This year the new-look race schedule should also have a bearing on speed. Traditionally public traffic is allowed back onto the Mulsanne during the down-day on Friday, when there’s no track activity and teams revert to race-prep in the garages instead.
This year track activity starts on Thursday, and the circuit remains live right through to the end of the race, with no break for road traffic.
“Usually we have the break between the test day and the race, and then the Friday break also, and all of that affects the track evolution, which has to begin afresh most days,” adds McGregor. “This year the race is live from the start of practice to the end of the race with no break, so we’ll see a track that’ll rubber-in and evolve that much quicker. There’s also more track activity on Thursday-Friday, and so long as the conditions stay relatively dry and relatively consistent that should make for a much faster race as there will be a lot more grip available than usual as the road traffic won’t have had a chance to run through an remove the race rubber that’s been laid down.”
This year Goodyear will look after five cars in the LMP2 class for its first year back in international motor racing as a tyre supplier. It’s the parent company for former supplier Dunlop but the firm has done much more than just re-badge the same old rubber.
“We’ve been working on this [return] for two years in the background,” adds McGregor. “All of this season’s tyres have brand-new materials in, and no materials that were ever raced under the Dunlop brand.
“We chose to come back with the LMP2 class because of the stability it offers us, and the chance to learn. With LMP1 and Hypercar and LMDH it’s all still in a state of finding its feet and where it will go in the future. But for LMP2 you have stability with the manufacturers, performance levels and a lot of challenges with the array of drivers it attracts – you have bronze-graded amateur drivers lining up with full professionals from all walks of the sport. It gives us a lot of knowledge for doing it. LMP and GT still is of interest to us, but it’s better to focus your knowledge on one area first rather than stretch yourself over too many.”
So, with new rubber, and perhaps more favourable conditions, what sort of performance hike could we expect?

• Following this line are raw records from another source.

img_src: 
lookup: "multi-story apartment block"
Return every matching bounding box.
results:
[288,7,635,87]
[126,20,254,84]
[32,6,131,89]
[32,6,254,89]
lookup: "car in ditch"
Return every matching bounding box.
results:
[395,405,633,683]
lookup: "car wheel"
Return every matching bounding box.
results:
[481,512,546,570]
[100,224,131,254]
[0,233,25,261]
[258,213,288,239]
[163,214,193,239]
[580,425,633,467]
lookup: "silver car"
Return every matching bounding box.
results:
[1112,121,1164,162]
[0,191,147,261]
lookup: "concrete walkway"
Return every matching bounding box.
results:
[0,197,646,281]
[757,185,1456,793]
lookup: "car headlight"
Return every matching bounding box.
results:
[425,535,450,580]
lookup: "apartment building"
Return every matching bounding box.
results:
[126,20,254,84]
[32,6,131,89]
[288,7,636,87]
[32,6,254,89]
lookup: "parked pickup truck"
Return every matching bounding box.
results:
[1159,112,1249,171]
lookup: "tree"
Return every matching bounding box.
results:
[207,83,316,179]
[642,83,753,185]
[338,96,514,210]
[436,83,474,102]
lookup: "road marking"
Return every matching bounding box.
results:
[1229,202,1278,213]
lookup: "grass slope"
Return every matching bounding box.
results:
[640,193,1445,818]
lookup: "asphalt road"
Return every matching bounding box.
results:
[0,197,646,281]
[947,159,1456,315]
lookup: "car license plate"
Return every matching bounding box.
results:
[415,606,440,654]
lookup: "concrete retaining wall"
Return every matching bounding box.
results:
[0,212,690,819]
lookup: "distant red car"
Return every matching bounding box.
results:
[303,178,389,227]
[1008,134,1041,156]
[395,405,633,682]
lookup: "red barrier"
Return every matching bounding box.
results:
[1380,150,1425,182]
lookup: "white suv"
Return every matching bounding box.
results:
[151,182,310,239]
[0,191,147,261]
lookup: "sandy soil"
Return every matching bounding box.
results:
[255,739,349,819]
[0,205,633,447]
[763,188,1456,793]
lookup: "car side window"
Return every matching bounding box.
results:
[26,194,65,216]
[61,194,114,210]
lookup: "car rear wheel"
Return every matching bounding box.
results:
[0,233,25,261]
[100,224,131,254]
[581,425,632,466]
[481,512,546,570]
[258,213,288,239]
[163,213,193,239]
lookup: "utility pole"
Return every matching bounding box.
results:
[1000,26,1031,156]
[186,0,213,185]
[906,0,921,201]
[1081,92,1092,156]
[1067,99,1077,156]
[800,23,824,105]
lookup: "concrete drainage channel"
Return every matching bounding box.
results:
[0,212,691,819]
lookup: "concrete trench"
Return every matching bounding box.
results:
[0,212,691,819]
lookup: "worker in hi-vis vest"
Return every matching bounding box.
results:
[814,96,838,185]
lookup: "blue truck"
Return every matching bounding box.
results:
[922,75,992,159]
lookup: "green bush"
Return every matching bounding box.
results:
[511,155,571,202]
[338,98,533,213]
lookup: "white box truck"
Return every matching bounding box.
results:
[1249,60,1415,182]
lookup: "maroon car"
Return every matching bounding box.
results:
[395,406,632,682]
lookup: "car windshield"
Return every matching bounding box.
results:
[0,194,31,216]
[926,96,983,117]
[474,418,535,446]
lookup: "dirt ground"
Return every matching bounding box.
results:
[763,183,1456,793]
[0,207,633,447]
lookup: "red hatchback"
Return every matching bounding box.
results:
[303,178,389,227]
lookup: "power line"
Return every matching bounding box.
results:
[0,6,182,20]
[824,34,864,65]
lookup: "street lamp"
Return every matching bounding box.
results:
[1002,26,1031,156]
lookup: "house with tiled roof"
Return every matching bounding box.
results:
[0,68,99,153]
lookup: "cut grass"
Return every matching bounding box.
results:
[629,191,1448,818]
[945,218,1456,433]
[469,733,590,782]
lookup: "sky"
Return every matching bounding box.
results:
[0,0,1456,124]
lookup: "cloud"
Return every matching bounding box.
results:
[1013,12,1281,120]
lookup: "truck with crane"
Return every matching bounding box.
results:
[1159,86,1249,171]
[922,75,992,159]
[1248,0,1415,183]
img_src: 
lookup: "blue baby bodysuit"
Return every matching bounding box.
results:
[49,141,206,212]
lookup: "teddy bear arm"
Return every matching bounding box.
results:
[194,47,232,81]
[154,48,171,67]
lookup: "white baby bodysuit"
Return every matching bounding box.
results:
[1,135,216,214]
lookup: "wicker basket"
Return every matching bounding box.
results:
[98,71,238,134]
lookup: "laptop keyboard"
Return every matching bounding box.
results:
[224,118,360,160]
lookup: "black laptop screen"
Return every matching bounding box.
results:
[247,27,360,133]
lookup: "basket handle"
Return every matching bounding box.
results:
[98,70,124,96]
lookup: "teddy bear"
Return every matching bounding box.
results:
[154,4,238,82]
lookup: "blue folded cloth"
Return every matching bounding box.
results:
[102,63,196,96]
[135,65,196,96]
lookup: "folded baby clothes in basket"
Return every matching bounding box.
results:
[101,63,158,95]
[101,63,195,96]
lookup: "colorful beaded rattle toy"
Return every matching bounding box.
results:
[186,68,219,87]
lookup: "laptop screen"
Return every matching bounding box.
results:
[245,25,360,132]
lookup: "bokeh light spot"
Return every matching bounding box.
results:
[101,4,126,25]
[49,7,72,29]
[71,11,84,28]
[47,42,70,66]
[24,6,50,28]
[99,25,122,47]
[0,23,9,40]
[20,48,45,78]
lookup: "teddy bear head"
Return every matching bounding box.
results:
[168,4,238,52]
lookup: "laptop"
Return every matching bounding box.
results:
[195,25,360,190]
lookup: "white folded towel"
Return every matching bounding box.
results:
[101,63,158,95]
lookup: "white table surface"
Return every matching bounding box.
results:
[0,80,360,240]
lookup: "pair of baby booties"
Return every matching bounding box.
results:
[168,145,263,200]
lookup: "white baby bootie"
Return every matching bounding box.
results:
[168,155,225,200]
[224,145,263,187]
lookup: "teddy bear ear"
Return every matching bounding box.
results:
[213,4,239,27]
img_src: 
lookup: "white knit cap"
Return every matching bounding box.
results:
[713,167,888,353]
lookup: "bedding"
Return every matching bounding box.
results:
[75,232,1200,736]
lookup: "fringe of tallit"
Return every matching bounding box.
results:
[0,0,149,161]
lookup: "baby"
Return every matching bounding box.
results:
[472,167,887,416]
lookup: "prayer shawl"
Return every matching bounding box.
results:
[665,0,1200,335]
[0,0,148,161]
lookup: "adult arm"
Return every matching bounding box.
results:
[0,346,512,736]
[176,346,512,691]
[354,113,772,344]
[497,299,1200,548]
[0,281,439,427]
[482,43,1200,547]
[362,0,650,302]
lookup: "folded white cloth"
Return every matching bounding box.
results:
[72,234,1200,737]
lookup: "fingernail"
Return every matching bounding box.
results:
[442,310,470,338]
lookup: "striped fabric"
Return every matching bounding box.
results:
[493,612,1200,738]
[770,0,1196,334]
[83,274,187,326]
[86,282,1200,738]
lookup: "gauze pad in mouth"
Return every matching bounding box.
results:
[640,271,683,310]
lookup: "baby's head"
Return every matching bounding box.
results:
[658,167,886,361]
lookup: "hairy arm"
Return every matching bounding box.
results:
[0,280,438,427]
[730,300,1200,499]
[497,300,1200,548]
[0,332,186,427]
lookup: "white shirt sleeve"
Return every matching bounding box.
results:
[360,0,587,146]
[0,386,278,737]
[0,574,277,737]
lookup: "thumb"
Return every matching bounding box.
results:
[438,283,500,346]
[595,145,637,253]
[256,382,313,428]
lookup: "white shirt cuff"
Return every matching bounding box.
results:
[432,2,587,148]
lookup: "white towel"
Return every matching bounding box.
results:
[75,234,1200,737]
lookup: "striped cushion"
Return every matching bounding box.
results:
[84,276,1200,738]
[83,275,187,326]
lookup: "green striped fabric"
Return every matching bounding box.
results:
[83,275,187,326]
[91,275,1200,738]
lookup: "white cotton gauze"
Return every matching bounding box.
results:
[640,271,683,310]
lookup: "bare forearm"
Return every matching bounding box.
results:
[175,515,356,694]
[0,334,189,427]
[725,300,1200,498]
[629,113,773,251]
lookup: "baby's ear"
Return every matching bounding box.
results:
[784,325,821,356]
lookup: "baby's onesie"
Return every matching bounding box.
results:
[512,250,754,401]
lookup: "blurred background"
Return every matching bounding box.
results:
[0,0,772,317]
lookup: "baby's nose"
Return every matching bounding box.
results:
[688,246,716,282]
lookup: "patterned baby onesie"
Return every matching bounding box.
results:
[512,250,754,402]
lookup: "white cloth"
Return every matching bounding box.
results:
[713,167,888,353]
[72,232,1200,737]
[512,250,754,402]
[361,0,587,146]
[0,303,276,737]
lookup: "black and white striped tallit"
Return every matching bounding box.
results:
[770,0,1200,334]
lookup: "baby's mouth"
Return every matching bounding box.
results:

“I would expect to see lap time gains of at least one second,” says McGregor. “Looking at the improvements we’ve seen from the grand prix tracks we’ve already raced at in the World Endurance Championship this season, it should easily be a second gain at Le Mans, if not a bit more. Obviously, the overall conditions will have a big part to play in that, but I expect most cars to be a second up the road from where we were last year.”